Franco si prese del tempo per ragionare. Teneva il telefono di Mario all’altezza degli occhi, per scrutare alcuni possibili riflessi sullo schermo. «2001» sussurrò inclinando la testa, «…Kubrick».

«Forse…» intervenne Mario scansando col piede il secchio ormai nero, «…e ripeto: come vedi ci sono interi settori dell’attività umana completamente sottratti all’aiuto delle macchine, ma forse il bisogno di rappresentazione, la nevrosi della rappresentazione col passare del tempo potrebbe confliggere con la…»

«Essere o non essere?» mormorò Franco, sostenendo il telefono con un braccio piegato...

«…la memoria» sottolineò gravemente Mario, che non amava essere interrotto. «Paradossalmente – mi segui? – la fotocamera potrebbe entrare in conflitto con la memoria. Lo spazio fisico di archiviazione, dico, non ti sembra che stia già diventando obsoleto? È sempre più un limite, anche per questioni di mercato. Se una buona volta capissimo che è superflua…»

«Cosa, la memoria? Clic: basta il tic» trotterellò Franco con un filo di voce, mentre continuava a perdersi con lo sguardo sulla superficie dello schermo. «Chi ha più il tempo per sfogliare un album fotografico?».

«Eh, hai ragione. Ho passato certe serate da bambino con gli album dei nonni, a guardare i parenti… e tu? Mi piaceva studiare come si mettevano in posa, e poi i primi colori… Ho finito – per fortuna – non ce la facevo più… senti, giusto per concludere, così poi usciamo: a te non preoccupa un po’ questa cosa?»

«Preoccupa eccome» Franco si alzò dalla sedia e la riavvicinò al tavolo, era asciutto a terra, poteva muoversi.
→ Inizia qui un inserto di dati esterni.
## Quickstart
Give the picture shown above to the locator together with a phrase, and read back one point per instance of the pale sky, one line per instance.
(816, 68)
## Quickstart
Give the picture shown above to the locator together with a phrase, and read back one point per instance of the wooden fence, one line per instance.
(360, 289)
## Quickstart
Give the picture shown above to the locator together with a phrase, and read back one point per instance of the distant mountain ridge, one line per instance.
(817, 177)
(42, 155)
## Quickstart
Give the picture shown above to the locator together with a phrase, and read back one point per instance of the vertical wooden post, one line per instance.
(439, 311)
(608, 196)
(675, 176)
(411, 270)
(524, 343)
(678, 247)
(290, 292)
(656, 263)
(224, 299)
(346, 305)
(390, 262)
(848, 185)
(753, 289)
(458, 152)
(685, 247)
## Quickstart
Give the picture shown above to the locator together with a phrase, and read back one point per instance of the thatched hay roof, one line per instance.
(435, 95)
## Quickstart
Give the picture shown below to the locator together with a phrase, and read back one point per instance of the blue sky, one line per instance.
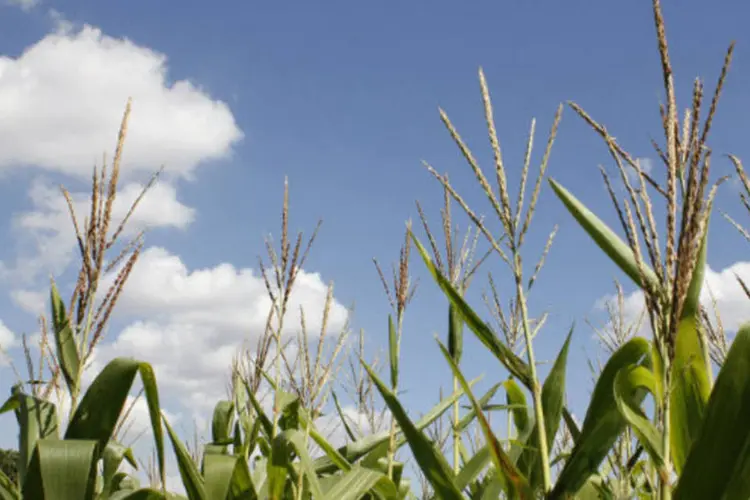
(342, 98)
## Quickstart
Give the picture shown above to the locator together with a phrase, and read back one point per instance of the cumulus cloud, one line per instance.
(47, 231)
(731, 301)
(24, 5)
(190, 324)
(62, 99)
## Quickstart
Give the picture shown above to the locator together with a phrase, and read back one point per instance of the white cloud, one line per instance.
(62, 99)
(731, 301)
(48, 229)
(190, 324)
(24, 5)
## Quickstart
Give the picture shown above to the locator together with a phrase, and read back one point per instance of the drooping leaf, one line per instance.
(62, 470)
(65, 342)
(629, 383)
(691, 378)
(718, 465)
(37, 419)
(433, 464)
(191, 478)
(553, 398)
(605, 238)
(98, 412)
(603, 423)
(503, 464)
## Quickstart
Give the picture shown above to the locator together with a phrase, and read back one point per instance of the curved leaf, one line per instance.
(98, 412)
(502, 461)
(628, 382)
(691, 377)
(432, 463)
(62, 470)
(718, 465)
(605, 238)
(603, 423)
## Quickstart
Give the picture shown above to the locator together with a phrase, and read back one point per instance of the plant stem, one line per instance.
(456, 432)
(536, 390)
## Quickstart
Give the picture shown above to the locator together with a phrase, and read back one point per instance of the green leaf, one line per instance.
(357, 482)
(98, 412)
(718, 465)
(222, 423)
(191, 478)
(37, 419)
(605, 238)
(515, 397)
(296, 441)
(432, 463)
(629, 383)
(370, 444)
(62, 470)
(503, 463)
(67, 349)
(603, 423)
(691, 378)
(113, 455)
(342, 417)
(553, 397)
(485, 335)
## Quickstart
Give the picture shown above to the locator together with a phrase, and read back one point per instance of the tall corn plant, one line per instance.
(689, 435)
(80, 459)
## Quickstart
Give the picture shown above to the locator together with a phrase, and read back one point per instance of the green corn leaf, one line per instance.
(222, 423)
(629, 383)
(691, 377)
(473, 467)
(372, 443)
(37, 419)
(502, 461)
(485, 335)
(357, 482)
(65, 342)
(62, 470)
(517, 400)
(553, 397)
(112, 457)
(342, 417)
(227, 477)
(295, 440)
(432, 463)
(718, 465)
(191, 478)
(98, 412)
(603, 422)
(605, 238)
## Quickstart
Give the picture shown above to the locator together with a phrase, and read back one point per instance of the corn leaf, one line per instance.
(605, 238)
(718, 465)
(629, 382)
(553, 397)
(62, 470)
(603, 422)
(65, 342)
(503, 464)
(691, 386)
(432, 463)
(98, 412)
(37, 419)
(519, 407)
(191, 478)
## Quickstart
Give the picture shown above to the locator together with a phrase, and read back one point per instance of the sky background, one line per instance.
(342, 98)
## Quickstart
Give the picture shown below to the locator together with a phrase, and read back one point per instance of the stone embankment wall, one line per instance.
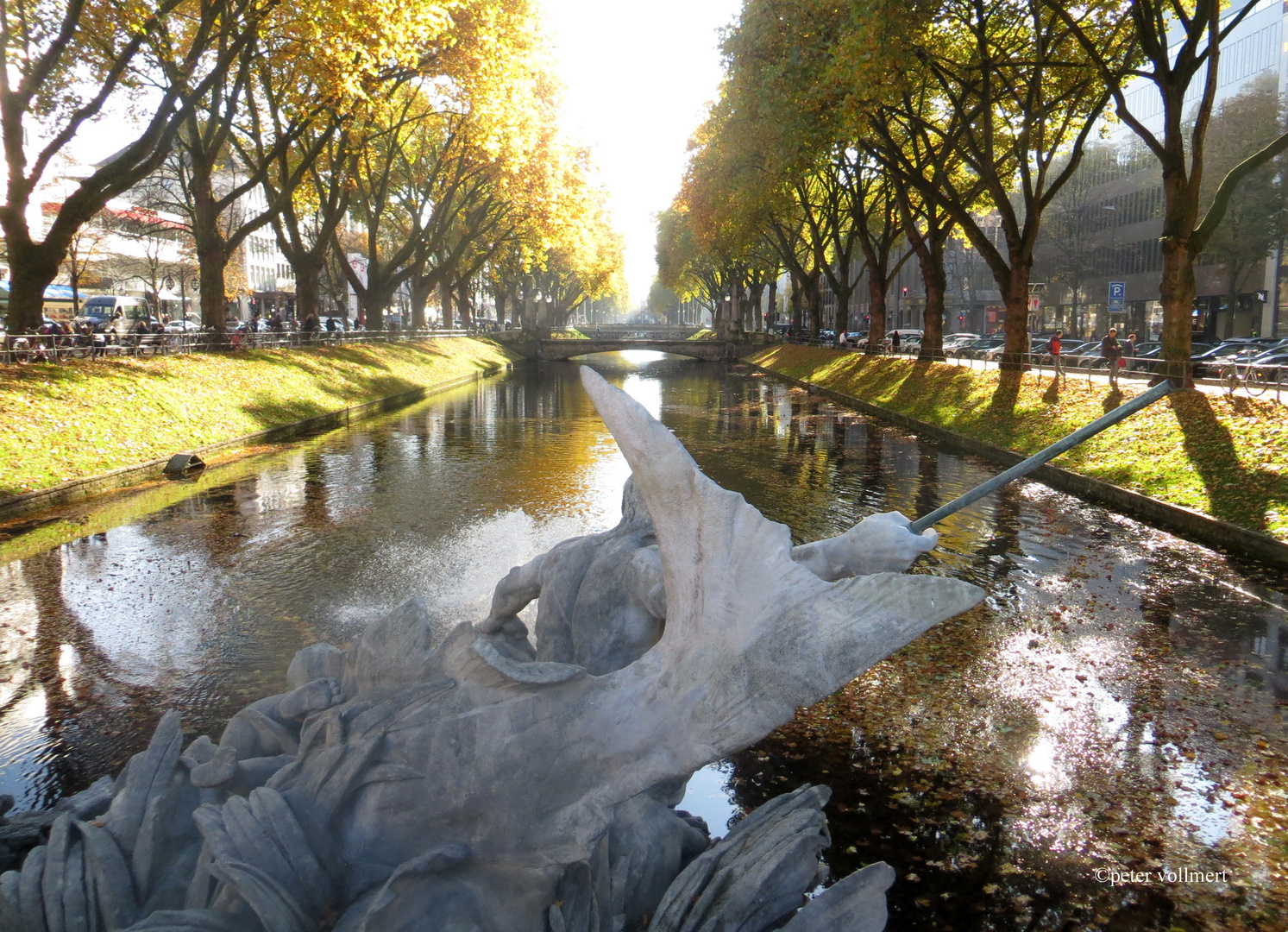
(71, 431)
(1209, 467)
«No, non mi hai capito» disse Mario fermandosi sulla soglia della cucina, di fatto bloccando quella piccola carovana che formavano. «Dico, ‘sta cosa che abbiamo parlato in coro io e te da un certo punto in avanti, non avendo il minimo dubbio o la più piccola divergenza di opinioni».
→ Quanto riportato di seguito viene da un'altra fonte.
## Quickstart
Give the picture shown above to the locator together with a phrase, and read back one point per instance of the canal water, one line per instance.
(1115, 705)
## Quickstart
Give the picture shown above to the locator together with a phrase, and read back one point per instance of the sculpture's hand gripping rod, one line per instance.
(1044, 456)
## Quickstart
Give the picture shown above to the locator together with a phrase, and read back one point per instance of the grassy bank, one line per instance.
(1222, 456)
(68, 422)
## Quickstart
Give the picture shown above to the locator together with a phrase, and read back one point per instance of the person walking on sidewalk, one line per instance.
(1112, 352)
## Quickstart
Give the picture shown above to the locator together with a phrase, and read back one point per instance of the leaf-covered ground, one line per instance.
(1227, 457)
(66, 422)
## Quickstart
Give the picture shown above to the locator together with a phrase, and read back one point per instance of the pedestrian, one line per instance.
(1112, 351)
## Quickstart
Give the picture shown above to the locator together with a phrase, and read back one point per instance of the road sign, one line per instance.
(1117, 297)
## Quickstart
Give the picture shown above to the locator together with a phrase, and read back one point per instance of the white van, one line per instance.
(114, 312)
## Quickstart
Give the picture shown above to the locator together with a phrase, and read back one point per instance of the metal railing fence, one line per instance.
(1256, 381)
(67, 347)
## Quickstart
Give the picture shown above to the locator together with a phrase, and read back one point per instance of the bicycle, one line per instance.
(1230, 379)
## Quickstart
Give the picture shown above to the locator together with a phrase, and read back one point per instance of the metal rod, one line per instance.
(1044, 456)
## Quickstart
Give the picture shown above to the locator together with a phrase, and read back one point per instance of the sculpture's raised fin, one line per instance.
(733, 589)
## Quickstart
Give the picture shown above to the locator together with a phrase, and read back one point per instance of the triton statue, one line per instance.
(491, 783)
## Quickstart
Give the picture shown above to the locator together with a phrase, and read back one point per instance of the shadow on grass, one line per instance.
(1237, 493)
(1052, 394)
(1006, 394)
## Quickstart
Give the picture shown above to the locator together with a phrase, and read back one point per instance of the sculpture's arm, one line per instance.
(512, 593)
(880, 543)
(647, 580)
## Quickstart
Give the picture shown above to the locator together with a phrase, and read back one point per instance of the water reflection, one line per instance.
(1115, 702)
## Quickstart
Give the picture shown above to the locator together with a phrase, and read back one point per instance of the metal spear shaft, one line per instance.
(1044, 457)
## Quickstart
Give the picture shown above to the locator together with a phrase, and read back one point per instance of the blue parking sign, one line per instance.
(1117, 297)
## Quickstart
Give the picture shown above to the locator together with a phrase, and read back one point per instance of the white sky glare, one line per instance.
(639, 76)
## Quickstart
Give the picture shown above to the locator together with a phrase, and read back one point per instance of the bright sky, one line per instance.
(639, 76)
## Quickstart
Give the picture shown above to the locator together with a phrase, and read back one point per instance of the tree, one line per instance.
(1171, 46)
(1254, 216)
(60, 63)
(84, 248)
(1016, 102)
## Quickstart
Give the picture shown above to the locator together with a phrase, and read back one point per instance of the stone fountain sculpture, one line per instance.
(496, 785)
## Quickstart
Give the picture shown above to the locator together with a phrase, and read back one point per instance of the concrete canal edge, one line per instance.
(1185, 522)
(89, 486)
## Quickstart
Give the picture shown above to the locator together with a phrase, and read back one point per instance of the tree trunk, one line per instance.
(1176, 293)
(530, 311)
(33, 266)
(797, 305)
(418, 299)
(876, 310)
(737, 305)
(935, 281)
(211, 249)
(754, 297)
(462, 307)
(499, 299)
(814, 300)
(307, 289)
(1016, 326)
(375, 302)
Franco lo guardò come se si aspettasse quel genere di analisi, erano praticamente faccia a faccia. Mario offriva giusto un po’ i tre quarti, perché era davanti.

«Ho fatto una stima» fu la sua risposta.

«Che tipo di stima?» domandò Mario.

«I miei genitori scattavano foto cinque giorni all’anno, Carnevale la Befana e i compleanni compresi. Forse un rullino alla volta, una media di mezza foto al giorno. Tu?»

Ci fu qualche secondo di silenzio. I due si guardarono, dritti sulla soglia della porta.